Version 0.1.0

angus-lherrou · angus-lherrou · commit 324022237ce9 · 2020-10-28T23:52:53.000-04:00
diff --git a/.dockerignore b/.dockerignore
@@ -0,0 +1,6 @@
+.git/
+.gitignore
+.dockerignore
+Dockerfile
+outerdemo.sh
+wgbh-audios/
diff --git a/.gitignore b/.gitignore
@@ -0,0 +1,6 @@
+.idea/
+__pycache__/
+.pytype
+htmlcov/
+.coverage
+demo/results
diff --git a/Dockerfile b/Dockerfile
@@ -0,0 +1,23 @@
+FROM clamsproject/clams-python:0.1.6
+
+LABEL maintainer="Angus L'Herrou <piraka@brandeis.edu>"
+
+RUN apt-get update && apt-get install -y libsndfile1 ffmpeg
+
+RUN mkdir /segmenter
+COPY . /segmenter
+WORKDIR /segmenter
+
+RUN mkdir ./data
+
+RUN git clone --depth 1 --branch v1 https://github.com/brandeis-llc/acoustic-classification-segmentation.git
+
+RUN pip install -r ./acoustic-classification-segmentation/requirements.txt
+
+# hotfix for issue with the requirements
+RUN pip install --upgrade librosa
+
+RUN pip install -r ./requirements.txt
+
+ENTRYPOINT ["python"]
+CMD ["app.py"]
diff --git a/README.md b/README.md
@@ -0,0 +1,13 @@
+# app-audio-segmenter
+
+To run the demo on the provided mp3 file, first build the Docker image, then run the outer demo script:
+
+```
+$ docker build -t app-audio-segmenter:latest -t app-audio-segmenter:0.1.0 .
+$ chmod +x outerdemo.sh
+$ ./outerdemo.sh
+```
+
+Open the newly created `demo/results` to see the generated tsv file (for comparison) and MMIF files.
+
+To run the app as a Flask app, build the image and run the container in the usual CLAMS-y way.

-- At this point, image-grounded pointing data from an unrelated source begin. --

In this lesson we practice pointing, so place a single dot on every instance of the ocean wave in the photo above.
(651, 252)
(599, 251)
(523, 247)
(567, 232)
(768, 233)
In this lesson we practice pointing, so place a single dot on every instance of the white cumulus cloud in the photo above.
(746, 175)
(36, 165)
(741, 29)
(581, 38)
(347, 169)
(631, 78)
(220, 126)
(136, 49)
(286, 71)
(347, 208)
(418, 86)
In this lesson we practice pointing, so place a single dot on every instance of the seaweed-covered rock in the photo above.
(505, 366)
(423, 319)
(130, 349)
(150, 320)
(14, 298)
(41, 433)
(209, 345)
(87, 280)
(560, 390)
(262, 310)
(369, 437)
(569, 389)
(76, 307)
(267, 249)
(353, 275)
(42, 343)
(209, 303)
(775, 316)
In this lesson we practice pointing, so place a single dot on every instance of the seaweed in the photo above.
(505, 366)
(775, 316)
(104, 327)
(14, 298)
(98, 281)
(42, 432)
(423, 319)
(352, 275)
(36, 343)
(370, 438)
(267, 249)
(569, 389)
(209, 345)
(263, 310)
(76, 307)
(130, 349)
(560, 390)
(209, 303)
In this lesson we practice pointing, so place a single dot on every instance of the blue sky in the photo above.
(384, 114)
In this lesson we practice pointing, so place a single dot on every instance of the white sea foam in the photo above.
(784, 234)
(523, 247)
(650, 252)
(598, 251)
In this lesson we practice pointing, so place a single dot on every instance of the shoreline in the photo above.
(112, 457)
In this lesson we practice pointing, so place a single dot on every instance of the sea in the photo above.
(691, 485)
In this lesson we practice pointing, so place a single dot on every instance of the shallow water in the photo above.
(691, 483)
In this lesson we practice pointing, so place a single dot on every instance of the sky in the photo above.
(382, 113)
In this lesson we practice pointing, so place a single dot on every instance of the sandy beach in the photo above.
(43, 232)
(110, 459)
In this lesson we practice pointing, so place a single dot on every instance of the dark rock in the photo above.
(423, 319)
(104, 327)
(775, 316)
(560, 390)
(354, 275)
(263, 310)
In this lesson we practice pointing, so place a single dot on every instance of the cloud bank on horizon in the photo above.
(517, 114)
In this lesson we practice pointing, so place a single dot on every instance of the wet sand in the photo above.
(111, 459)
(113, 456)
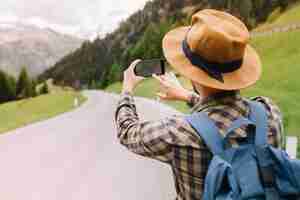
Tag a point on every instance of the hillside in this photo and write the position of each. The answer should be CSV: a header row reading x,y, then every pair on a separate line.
x,y
36,49
140,37
280,54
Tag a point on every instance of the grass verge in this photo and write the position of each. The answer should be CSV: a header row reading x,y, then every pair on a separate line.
x,y
21,113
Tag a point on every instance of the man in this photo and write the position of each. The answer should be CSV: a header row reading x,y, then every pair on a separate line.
x,y
215,55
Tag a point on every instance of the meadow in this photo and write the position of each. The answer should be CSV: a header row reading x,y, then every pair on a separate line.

diff --git a/app.py b/app.py
@@ -0,0 +1,184 @@
+# app-audio-segmenter version 0.1.0
+# author: Angus L'Herrou
+# org: CLAMS team
+import argparse
+import glob
+import os
+import csv
+import shutil
+import subprocess
+from io import StringIO
+from typing import Dict, Union
+
+from clams import ClamsApp, Restifier
+from mmif import DocumentTypes, AnnotationTypes, Mmif, Document, View, Annotation
+
+APP_VERSION = '0.1.0'
+WRAPPED_IMAGE = 'clamsproject/clams-python:0.1.6'
+MEDIA_DIRECTORY = '/segmenter/data'
+SEGMENTER_DIR = '/segmenter/acoustic-classification-segmentation'
+TIME_FRAME_PREFIX = 'tf'
+SEGMENTER_ACCEPTED_EXTENSIONS = {'.mp3', '.wav'}
+
+
+class Segmenter(ClamsApp):
+
+    def setupmetadata(self) -> dict:
+        return {
+            "name": "Audio Segmenter",
+            "description": "tbd",
+            "vendor": "Team CLAMS",
+            "iri": f"http://mmif.clams.ai/apps/audio-segmenter/{APP_VERSION}",
+            "wrappee": WRAPPED_IMAGE,
+            "requires": [DocumentTypes.AudioDocument.value],
+            "produces": [
+                AnnotationTypes.TimeFrame.value
+            ]
+        }
+
+    def sniff(self, mmif) -> bool:
+        if type(mmif) is not Mmif:
+            mmif = Mmif(mmif)
+        return len([loc for loc in mmif.get_documents_locations(DocumentTypes.AudioDocument.value)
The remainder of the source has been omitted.